Monday, February 10, 2020

Carbon Foam Batteries 

Recently a friend of mine asked me to opine on carbon foam batteries.  This is what I told him:
First, how a conventional lead acid battery works. There are two chemical reactions going on in the battery as it discharges... at the positive plates, PbO2 > PbSO4, and at the negative plate, Pb > PbSO4. (that's a very simplified version). But here's the rub... PbO2 and PbSO4 are both non-metallic powdery solids. How to keep them in contact with the plates (which, BTW are also made of Pb)? The solution which has evolved over the century or so that lead acid batteries have existed is to form the Pb plate into a kind of grid of fine Pb 'wires' supported by a Pb framework, one which will hopefully provide pockets where the solids can be kept in contact with the plate metal.

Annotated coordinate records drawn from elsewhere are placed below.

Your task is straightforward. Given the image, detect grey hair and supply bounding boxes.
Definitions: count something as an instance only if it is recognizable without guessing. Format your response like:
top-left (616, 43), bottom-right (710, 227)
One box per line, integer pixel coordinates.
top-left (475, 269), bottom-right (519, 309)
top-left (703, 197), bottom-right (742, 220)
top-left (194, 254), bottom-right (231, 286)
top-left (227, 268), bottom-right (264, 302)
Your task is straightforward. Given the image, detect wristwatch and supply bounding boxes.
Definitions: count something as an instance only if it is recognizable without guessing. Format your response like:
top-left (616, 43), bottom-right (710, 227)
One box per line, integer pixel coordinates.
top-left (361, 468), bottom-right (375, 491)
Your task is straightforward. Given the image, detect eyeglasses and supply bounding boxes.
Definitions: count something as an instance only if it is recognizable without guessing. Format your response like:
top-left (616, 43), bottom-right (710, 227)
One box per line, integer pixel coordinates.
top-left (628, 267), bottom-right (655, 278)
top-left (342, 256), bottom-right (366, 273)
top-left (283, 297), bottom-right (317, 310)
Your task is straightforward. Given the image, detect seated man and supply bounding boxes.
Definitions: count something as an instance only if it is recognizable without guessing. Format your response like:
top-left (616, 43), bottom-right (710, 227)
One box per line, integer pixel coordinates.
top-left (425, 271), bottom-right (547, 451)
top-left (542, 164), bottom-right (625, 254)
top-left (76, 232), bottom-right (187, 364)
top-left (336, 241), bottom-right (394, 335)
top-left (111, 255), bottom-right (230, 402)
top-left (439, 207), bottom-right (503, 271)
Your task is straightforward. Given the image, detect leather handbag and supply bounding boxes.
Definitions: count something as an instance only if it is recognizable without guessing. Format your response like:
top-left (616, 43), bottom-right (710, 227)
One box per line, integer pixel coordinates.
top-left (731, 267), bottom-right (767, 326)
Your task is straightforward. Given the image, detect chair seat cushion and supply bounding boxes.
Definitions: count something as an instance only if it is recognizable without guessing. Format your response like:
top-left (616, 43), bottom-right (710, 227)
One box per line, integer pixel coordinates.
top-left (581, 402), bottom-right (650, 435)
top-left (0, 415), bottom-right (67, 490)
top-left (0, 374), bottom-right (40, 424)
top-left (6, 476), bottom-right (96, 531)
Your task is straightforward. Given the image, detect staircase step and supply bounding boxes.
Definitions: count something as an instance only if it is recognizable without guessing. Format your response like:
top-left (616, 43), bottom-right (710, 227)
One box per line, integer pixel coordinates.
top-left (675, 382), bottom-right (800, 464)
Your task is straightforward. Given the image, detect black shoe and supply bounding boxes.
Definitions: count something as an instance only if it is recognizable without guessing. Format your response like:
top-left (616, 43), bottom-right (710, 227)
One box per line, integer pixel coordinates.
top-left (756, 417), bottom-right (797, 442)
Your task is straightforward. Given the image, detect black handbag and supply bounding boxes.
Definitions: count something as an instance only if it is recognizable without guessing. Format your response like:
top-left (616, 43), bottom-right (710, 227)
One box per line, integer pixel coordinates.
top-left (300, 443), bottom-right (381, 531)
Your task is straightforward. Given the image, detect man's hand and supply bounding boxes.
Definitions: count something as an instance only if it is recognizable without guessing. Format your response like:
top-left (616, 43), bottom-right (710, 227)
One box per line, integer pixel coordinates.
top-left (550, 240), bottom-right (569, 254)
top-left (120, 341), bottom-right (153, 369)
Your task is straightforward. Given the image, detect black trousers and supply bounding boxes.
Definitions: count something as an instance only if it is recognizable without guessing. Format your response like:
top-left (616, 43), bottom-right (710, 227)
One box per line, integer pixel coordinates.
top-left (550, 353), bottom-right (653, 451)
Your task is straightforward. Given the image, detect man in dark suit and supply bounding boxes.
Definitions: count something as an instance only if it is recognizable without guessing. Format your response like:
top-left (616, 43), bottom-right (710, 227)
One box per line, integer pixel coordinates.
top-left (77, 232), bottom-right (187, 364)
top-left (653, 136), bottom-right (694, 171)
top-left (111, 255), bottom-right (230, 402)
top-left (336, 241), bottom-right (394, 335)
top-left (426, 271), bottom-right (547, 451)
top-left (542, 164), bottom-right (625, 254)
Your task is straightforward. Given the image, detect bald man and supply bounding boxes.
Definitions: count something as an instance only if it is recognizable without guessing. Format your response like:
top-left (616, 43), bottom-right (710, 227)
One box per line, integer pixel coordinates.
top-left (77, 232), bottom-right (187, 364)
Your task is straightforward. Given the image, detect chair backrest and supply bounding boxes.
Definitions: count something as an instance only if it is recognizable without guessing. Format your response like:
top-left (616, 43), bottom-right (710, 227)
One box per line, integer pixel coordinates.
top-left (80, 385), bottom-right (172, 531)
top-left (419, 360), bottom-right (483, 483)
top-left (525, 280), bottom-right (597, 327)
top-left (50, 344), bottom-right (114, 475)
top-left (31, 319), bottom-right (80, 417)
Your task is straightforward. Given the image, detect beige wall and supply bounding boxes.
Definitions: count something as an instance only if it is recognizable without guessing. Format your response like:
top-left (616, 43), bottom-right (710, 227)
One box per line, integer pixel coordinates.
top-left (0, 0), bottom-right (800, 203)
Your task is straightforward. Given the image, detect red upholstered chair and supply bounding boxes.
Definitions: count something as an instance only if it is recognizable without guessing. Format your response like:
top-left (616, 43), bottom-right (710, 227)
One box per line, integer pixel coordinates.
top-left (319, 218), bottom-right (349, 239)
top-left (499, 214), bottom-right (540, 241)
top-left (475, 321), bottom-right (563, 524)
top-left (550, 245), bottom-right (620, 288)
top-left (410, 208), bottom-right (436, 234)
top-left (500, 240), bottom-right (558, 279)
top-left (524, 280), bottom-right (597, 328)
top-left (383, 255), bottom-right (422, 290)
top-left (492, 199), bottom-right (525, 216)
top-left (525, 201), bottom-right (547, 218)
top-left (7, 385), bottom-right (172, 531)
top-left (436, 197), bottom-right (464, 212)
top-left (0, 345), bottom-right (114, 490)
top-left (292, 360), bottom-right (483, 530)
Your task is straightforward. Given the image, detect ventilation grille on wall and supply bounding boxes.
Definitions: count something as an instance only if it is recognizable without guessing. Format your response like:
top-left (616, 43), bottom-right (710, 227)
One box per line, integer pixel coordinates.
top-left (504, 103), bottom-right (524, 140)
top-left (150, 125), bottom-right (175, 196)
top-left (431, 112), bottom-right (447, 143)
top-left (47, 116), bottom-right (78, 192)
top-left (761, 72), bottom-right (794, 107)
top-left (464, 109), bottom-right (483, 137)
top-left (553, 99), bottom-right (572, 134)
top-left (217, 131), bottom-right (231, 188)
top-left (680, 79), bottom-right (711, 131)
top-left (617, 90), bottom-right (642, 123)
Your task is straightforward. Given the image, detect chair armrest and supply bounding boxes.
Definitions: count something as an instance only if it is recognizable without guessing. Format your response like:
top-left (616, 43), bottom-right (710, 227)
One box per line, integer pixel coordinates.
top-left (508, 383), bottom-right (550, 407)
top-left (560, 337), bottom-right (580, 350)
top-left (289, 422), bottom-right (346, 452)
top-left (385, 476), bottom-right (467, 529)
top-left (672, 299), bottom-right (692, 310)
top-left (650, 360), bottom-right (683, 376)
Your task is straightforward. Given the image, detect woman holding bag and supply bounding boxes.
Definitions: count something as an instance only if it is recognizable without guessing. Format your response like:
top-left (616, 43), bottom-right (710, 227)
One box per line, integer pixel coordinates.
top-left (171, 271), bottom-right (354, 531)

The carbon foam battery is a departure from this. In this battery, the 'plate' is actually a sheet of carbon foam. Carbon, because it is a (pretty good) conductor - perhaps even better than the Pb of conventional plates - and because (unlike the Pb plates) it is completely inert in sulphuric acid. But the primary benefit is that each of those millions of little tiny pockets in the foam serves to trap and contain the PbO2 and/or PbSO4 powders, keeping them in intimate contact with the plate.

How is this an advantage?
  • First, imagine a standard car battery - it is subjected to vibration all the time the car is moving. Vibration loosens the powders, allowing them to fall out of the Pb grid, to the bottom of the battery, where they are lost forever from participating in the charge/discharge chemistry, thereby reducing the battery's capacity. In fact, if enough falls to the bottom of the battery, it will create a shorted cell. Consequently, batteries are taller than they strictly need to be in order to give a little room at the bottom for lost reactants. Because the powder reactants in a carbon foam battery are more intimately contained and therefore less likely to be shaken loose, I would think therefore that its plates could be taller while still fitting inside the standard battery form factors, creating a slightly greater amp-hour capacity in the same form factor.
  •  Charge and discharge rates are determined by surface area of the plates. Not the gross size of the plates, but the micro surface area. Carbon foam has orders of magnitude more surface area per unit volume than even the best lead screen design of a conventional plate. Therefore, the discharge rates achievable by carbon foam batteries should be much higher (perhaps only temperature limited? I don't know).
  •  Battery capacity (amp-hours) is determined by the quantity of reactants available. The more reactants, the more capacity. I don't know how the reactant storage capacity of carbon foam compares to the capacity of the lead screen plates.  
  • Never forget that the sulphuric acid is also one of the reactants (not shown above). The acid needs to get to and circulate around the plates for the energy producing reactions to happen.  The carbon foam battery needs to make provision for sulphuric acid circulation in depth in the plates. I don't know how they address this issue. If acid flow channels have to be made in the foam, this will reduce the potential storage capacity of the plate.

So, carbon foam batteries should *potentially* have higher capacity and greater discharge rates, but whether this can be realized in practice will be dependent on the specific mechanical design of the carbon foam plates. This is an interesting technology to watch as it develops...  
Maybe someone out there with knowledge in the industry could comment?